The fiery-black clouds were still chasing each other over the factory.
We went down to the river and walked to the Gap, beside which a thin, dark boy in a baggy trousers had once caught blue crabs with meat bait. Time seemed to have stood still, waiting patiently for me on this bank, between the two ancient towers at the confluence of the Peshchinka and the Tikhaya-and here I was back again, and we looked into each other's face.
What lay ahead for me? What new trials, new labours, new dreams, happiness or unhappiness? Who knows. But I did not lower my eyes under that incorruptible gaze.
It was time to go back. Katya felt cold. We walked along the quayside, which was cluttered with timber, and made our way home.
The town was quiet and somehow mysterious. We walked along in silence, our arms round each other. I recollected our flight from Ensk. The town had been just as dark and quiet, and we so small, unhappy and brave, facing the unknown, frightening life that lay ahead of us.
My eyes were wet, but I did not wipe away those tears of joy. I was not ashamed of them.
EPILOGUE
A lovely scene unfolds from this high cliff, at the foot of which wild Arctic poppies thrust up their slender stems between the rocks. By the shore one can still see the mirror-like water, and farther out, open lanes amid the lilac-tinted icefields running out into the mysterious distance. Here the Arctic air seems extraordinarily limpid. Silence and vast open spaces.

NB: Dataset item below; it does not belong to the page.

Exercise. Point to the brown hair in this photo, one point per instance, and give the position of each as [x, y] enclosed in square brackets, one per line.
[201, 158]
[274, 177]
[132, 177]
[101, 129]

Only a hawk sometimes comes flying over the solitary grave.
The ice-floes drift past it, jostling and circling, some slowly, others faster, assuming fantastic shapes.
There, sailing along, appears the head of a giant in a silver gleaming helmet. One can make out everything-the green shaggy beard trailing in the sea, the flattened nose and the narrowed eyes under grey, bushy brows.
And here comes a house of ice from which the water rolls off with a tinkle of innumerable little bells. And following it, great festive boards covered with clean tablecloths.
They keep coming and coming without end!
Ships putting in at the Yenisei Bay can see this grave from afar. They pass it with flags at half-mast and their guns fire a salute whose echo rolls on and on.
The grave-stone is white, and it gleams dazzlingly in the beams of the Arctic's midnight sun.